AntiVir BDS/Hackarmy.D (1.23 seconds taken)
BitDefender Backdoor.SDBot.Gen (probable variant) (3.11 seconds taken)
ClamAV Trojan.SdBot.Gen-94 (5.13 seconds taken)
Dr.Web BackDoor.Hackamy (6.31 seconds taken)
F-Prot Antivirus security risk or a "backdoor" program (0.37 seconds taken)
F-Secure Anti-Virus Backdoor.Hackarmy.gen (4.02 seconds taken)
Kaspersky Anti-Virus Backdoor.Hackarmy.gen (3.92 seconds taken)
McAfee VirusScan BackDoor-AZV (3.02 seconds taken)
Norman Sandbox: W32/Backdoor

 

http://www.thedvdforums.com/forums/images/smilies/cuckoo.gif

 

i'd say it proves just that KAV has received more samples of this backdoor than other vendors. you really need a lot of samples/variants to make a generic detection that is worth something.. a LOT that is

 

Hackarmy is a (slightly) stripped down variant of SDBot

 

No.Avast can't detect him now.He only detects of Osamafoundead and not the Arnold file

 

Sorry not to see Panda mentioned, as Titanium caught this bugger rightaway.
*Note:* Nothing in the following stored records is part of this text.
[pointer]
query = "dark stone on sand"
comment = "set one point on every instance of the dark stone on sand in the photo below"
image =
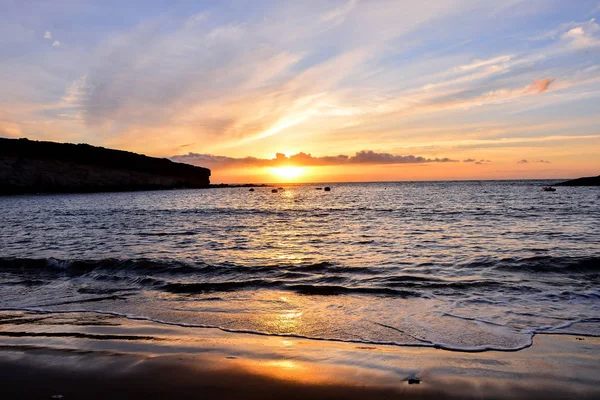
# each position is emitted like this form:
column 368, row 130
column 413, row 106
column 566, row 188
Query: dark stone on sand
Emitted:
column 28, row 166
column 587, row 181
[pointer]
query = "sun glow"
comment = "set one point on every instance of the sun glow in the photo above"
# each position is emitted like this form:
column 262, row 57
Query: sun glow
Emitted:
column 287, row 173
Panda is doing a great job for me for a long time already and it surprises me not to read much about it!
Great scanner, light, fast, simple, great updates, malware detection, mail scan! It's not highly configurable, but it does the job perfectly as far as I'm concerned.



Putin

 

Not each year. But you can pay that price for a 3 year license which now makes NVC a consideration for Home users;
https://www.wilderssecurity.com/showthread.php?t=42126&highlight=Norman Virus Control

If they both run well on your system, personally I would stay with NOD.